Durante unos meses, Tiberio solo apareció ante él fugazmente y de lejos. Recorría todos los días aquel criptopórtico para bajar a las termas, pero parecía que le hubiera leído el pensamiento a Cayo: su escolta era más compacta y cercana, insalvable. Cayo se sentaba al fondo de la galería y esperaba el momento fugaz de esos pocos pasos lejanos. Tiberio caminaba siempre un poco por delante del séquito, sin hablar y sin volverse. Alto, encorvado, manos fuertes. Solo. ¿Qué fuerzas, qué demonios desataba el poder? ¿Qué sentía el que podía manejarlo?

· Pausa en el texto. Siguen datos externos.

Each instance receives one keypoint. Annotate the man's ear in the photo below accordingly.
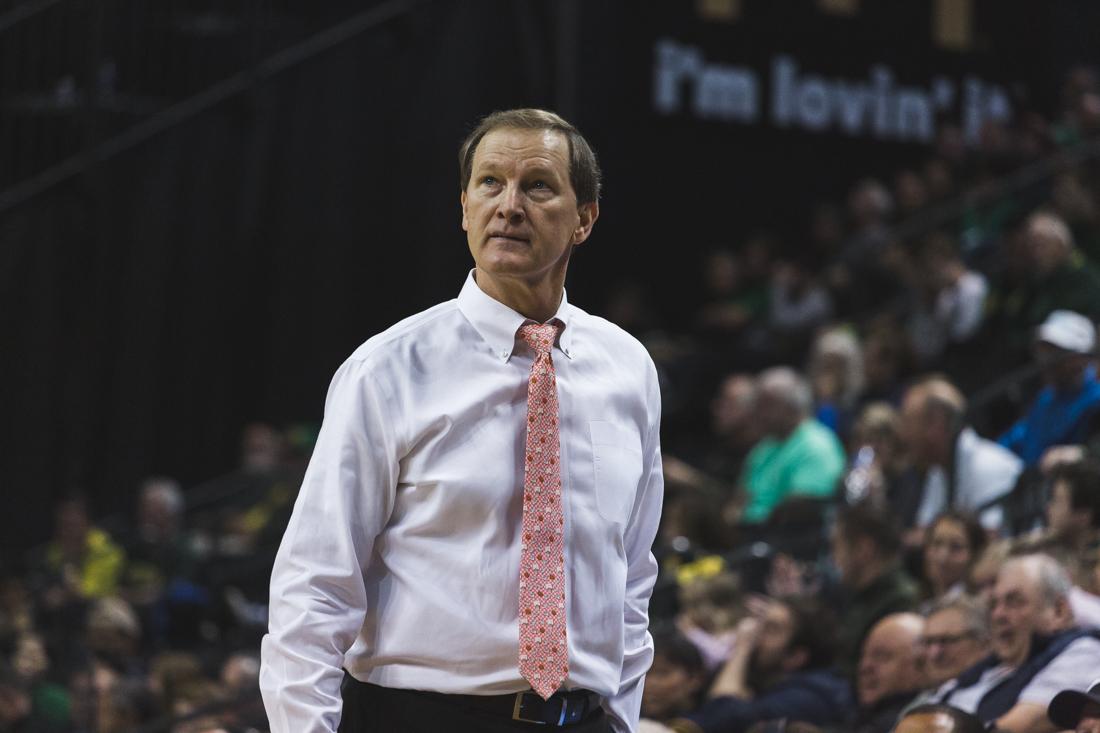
(587, 215)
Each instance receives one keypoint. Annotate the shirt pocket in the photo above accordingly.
(616, 459)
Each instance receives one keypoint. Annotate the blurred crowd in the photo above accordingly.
(882, 468)
(882, 455)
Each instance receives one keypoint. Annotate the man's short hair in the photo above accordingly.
(1054, 582)
(864, 521)
(583, 168)
(975, 614)
(964, 722)
(976, 535)
(936, 392)
(1082, 479)
(1052, 225)
(788, 385)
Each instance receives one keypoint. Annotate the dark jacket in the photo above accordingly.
(816, 697)
(891, 592)
(1003, 696)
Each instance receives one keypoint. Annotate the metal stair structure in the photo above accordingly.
(81, 80)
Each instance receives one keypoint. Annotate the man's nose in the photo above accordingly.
(512, 205)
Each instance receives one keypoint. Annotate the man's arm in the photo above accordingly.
(318, 598)
(641, 573)
(1026, 718)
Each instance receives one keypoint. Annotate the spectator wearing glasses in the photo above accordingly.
(956, 637)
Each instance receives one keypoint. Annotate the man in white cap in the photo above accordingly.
(1073, 710)
(1065, 411)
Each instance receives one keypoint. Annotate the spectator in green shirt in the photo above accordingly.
(798, 457)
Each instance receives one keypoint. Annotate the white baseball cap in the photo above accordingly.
(1068, 330)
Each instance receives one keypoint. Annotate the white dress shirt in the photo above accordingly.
(402, 559)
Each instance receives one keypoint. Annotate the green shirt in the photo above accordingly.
(806, 463)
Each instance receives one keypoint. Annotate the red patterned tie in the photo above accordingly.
(543, 655)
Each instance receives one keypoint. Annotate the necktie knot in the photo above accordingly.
(540, 337)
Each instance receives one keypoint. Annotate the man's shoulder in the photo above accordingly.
(415, 328)
(600, 332)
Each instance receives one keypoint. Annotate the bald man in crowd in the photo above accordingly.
(958, 468)
(798, 457)
(891, 673)
(1037, 649)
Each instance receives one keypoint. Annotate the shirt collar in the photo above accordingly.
(497, 324)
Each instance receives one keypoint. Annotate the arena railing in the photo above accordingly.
(88, 79)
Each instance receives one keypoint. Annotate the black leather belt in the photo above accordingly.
(562, 709)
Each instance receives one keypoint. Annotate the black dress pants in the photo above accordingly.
(373, 709)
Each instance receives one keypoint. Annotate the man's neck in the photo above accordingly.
(538, 301)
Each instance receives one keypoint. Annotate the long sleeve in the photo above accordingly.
(641, 573)
(318, 597)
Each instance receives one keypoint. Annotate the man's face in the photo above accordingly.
(772, 644)
(1059, 510)
(889, 664)
(1062, 369)
(774, 414)
(1090, 719)
(947, 554)
(949, 646)
(519, 209)
(922, 429)
(1016, 611)
(669, 690)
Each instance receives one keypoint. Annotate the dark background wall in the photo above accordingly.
(220, 271)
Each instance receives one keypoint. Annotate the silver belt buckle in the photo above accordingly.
(517, 711)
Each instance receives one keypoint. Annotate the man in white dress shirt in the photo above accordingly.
(402, 561)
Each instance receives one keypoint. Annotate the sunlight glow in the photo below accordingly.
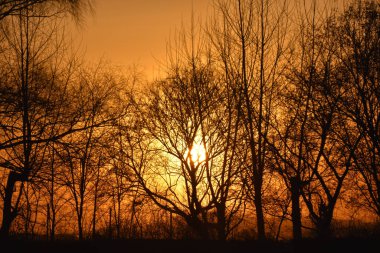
(197, 153)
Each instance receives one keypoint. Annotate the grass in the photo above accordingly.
(346, 245)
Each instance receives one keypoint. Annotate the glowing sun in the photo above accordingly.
(197, 153)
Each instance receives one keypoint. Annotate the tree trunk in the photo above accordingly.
(259, 213)
(8, 214)
(296, 210)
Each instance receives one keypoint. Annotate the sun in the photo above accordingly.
(197, 153)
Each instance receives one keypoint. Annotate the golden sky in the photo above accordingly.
(128, 32)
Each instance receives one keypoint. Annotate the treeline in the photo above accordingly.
(265, 125)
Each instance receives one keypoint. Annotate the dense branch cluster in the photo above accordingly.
(282, 100)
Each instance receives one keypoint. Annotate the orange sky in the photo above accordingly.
(130, 32)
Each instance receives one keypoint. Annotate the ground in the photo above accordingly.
(194, 246)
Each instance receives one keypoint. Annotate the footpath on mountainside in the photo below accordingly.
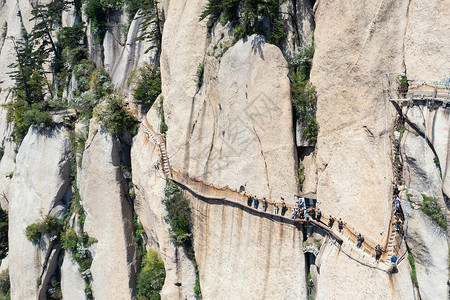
(345, 239)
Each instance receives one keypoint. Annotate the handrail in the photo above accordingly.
(226, 194)
(184, 182)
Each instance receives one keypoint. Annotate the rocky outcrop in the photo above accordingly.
(149, 186)
(425, 51)
(243, 255)
(367, 281)
(108, 216)
(72, 285)
(428, 244)
(298, 20)
(129, 54)
(235, 129)
(353, 148)
(33, 195)
(239, 129)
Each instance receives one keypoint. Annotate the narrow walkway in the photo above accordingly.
(347, 239)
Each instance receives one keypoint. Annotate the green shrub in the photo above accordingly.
(5, 285)
(36, 230)
(115, 117)
(69, 239)
(97, 16)
(163, 126)
(311, 130)
(24, 115)
(139, 232)
(178, 213)
(248, 17)
(3, 233)
(83, 71)
(151, 277)
(200, 73)
(413, 270)
(403, 85)
(132, 6)
(301, 174)
(71, 37)
(112, 4)
(432, 209)
(148, 86)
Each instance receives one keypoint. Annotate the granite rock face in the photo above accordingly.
(39, 183)
(109, 216)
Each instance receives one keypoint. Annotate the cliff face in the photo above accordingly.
(231, 126)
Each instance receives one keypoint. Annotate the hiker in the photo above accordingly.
(330, 222)
(377, 253)
(255, 203)
(340, 225)
(398, 223)
(301, 213)
(294, 213)
(313, 213)
(264, 206)
(396, 203)
(393, 268)
(249, 200)
(318, 215)
(395, 188)
(360, 240)
(302, 201)
(283, 208)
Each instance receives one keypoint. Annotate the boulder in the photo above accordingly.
(341, 276)
(429, 247)
(239, 129)
(105, 201)
(420, 171)
(32, 197)
(72, 285)
(426, 51)
(149, 186)
(130, 56)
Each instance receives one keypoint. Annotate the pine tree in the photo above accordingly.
(150, 25)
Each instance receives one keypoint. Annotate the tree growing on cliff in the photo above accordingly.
(151, 25)
(248, 17)
(148, 86)
(151, 278)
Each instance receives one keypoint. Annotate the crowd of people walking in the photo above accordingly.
(309, 212)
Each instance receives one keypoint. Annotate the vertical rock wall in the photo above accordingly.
(108, 217)
(41, 178)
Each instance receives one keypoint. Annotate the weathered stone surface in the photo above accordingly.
(429, 246)
(364, 281)
(72, 285)
(130, 56)
(239, 129)
(108, 217)
(41, 178)
(150, 183)
(438, 132)
(243, 255)
(353, 148)
(425, 50)
(420, 171)
(115, 38)
(298, 20)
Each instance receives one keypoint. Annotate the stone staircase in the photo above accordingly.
(158, 140)
(365, 255)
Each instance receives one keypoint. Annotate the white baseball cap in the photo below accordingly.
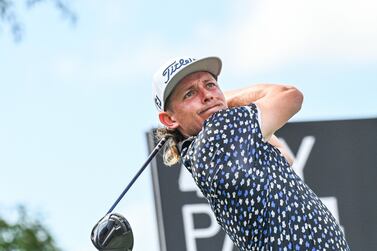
(173, 71)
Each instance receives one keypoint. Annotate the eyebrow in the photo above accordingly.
(192, 85)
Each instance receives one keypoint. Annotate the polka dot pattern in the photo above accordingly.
(255, 195)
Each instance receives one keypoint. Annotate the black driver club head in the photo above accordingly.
(113, 233)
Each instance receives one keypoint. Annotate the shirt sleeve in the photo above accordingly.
(230, 138)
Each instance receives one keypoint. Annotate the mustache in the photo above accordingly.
(208, 106)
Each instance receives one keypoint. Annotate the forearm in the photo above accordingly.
(252, 93)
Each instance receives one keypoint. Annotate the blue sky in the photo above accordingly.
(75, 101)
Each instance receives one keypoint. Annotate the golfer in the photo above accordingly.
(226, 141)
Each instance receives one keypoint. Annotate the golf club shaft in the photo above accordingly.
(150, 157)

Lo seguía presuroso, para la audiencia de todas las mañanas -menudo, ralos cabellos grises-, el astrólogo Trasilo, que acompañaba a Tiberio desde los años del exilio en Rodas. Iba siempre envuelto, incluso en verano, en un pallium de lana grisácea. «Es por el frío que coge de noche consultando las estrellas», ironizaban algunos. Pero le temían. Él hacía como que no veía a nadie, vivía en una hierática soledad, aunque sin duda era el hombre que conocía todos los secretos del imperio, y antes que cualquier otro. Influía poderosamente en las decisiones imperiales por las vías más irracionales de la psique, pero tan en secreto que nadie podía citar una decisión inspirada por él. Y decían que pasaba horas en su inaccesible estudio, lleno de papiros antiguos, mapas celestes y constelaciones, realizando complicados dibujos, planos y cálculos.
Años atrás, cuando su poder aún no se había consolidado, alguien le había preguntado riendo cómo podían influir los astros en las acciones de los humanos. Y él había respondido: «Eres idiota si crees que, con lo pequeño que eres, no actúan sobre ti las relaciones entre los miles de misteriosos cuerpos celestes que se desplazan sobre tu cabeza, cuando el paso de un solo cuerpo, la luna, mueve con las mareas todo el profundísimo mar, desde aquí hasta las Columnas de Hércules».
Una hora más tarde, Tiberio salía de las termas, subía de nuevo e iba a tumbarse a la exedra, el punto más inaccesible de la villa, sobre un vertiginoso acantilado, el sitio donde, sintiéndose la espalda protegida por el abismo, llegaba incluso a dormirse.